DEV Community

Cover image for Part 10: Resilience — Karpenter, HPA, Argo Rollouts, and Velero
Matthew
Matthew

Posted on

Part 10: Resilience — Karpenter, HPA, Argo Rollouts, and Velero

Part of the series: Building a Production-Grade DevSecOps Pipeline on AWS


Introduction

Resilience engineering is about building systems that degrade gracefully, recover automatically, and deploy safely.
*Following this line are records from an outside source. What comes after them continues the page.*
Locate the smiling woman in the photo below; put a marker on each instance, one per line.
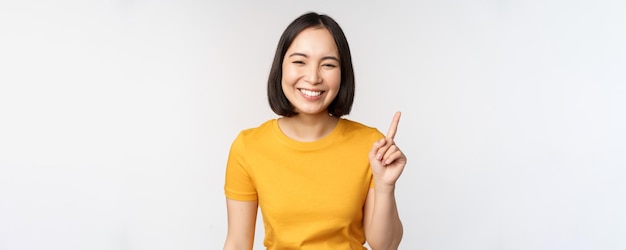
(321, 181)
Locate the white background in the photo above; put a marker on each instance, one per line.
(116, 117)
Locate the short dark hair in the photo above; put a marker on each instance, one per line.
(342, 104)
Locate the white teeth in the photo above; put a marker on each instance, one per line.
(310, 93)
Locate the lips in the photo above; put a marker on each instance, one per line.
(310, 93)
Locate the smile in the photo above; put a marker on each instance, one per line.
(310, 92)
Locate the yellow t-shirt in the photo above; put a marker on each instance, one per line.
(311, 194)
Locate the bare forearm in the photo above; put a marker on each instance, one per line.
(385, 228)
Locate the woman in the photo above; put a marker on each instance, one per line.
(321, 181)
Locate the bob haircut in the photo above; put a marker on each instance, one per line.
(342, 104)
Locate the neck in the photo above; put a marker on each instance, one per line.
(307, 128)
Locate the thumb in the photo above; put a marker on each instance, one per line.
(375, 147)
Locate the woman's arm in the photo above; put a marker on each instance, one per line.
(382, 225)
(241, 224)
(381, 222)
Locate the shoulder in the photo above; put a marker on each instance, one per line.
(255, 134)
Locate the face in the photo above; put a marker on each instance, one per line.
(311, 71)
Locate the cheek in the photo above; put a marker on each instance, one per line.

This final part brings together four capabilities:

  • Karpenter — automatically provisions the right EC2 instances for pending pods, and removes them when no longer needed
  • HPA — scales pod replicas based on CPU/memory pressure
  • Argo Rollouts — deploys new versions with controlled canary traffic and automatic rollback on errors
  • Velero — backs up Kubernetes resources and PVC data to S3 for disaster recovery
┌─────────────────────────────────────────────────────────────────────┐
│  RESILIENCE LAYERS                                                  │
│                                                                     │
│  Traffic Spike                                                      │
│  └─► HPA: scale pods from 3 → 8                                     │
│       └─► Karpenter: provision new nodes to fit pending pods        │
│                                                                     │
│  New Deployment                                                     │
│  └─► Argo Rollouts: 20% canary → analysis → promote or rollback     │
│                                                                     │
│  Cluster Disaster                                                   │
│  └─► Velero: restore from S3 backup to new cluster                  │
└─────────────────────────────────────────────────────────────────────┘
Enter fullscreen mode Exit fullscreen mode

Karpenter — Next-Generation Node Autoscaler

Why Karpenter over Cluster Autoscaler?

Feature Cluster Autoscaler Karpenter
Node selection Pre-defined ASG instance types Picks cheapest EC2 that fits pod requests
Spot support Limited Native, with fallback ordering
Speed 3–5 minutes 30–90 seconds
Consolidation Basic Active: moves pods to fewer nodes, terminates unused
Configuration Per-ASG scaling groups Declarative NodePool CRD

Karpenter provisions EC2 instances directly via the EC2 Fleet API — no Auto Scaling Group required for scaling decisions. It launches the exact instance type that fits your pending pods' resource requests, which means you pay only for what you actually need.

Installation (Production Only)

Karpenter is deployed only on production clusters where cost optimization and fast scaling matter. Dev/staging use fixed 2-node groups.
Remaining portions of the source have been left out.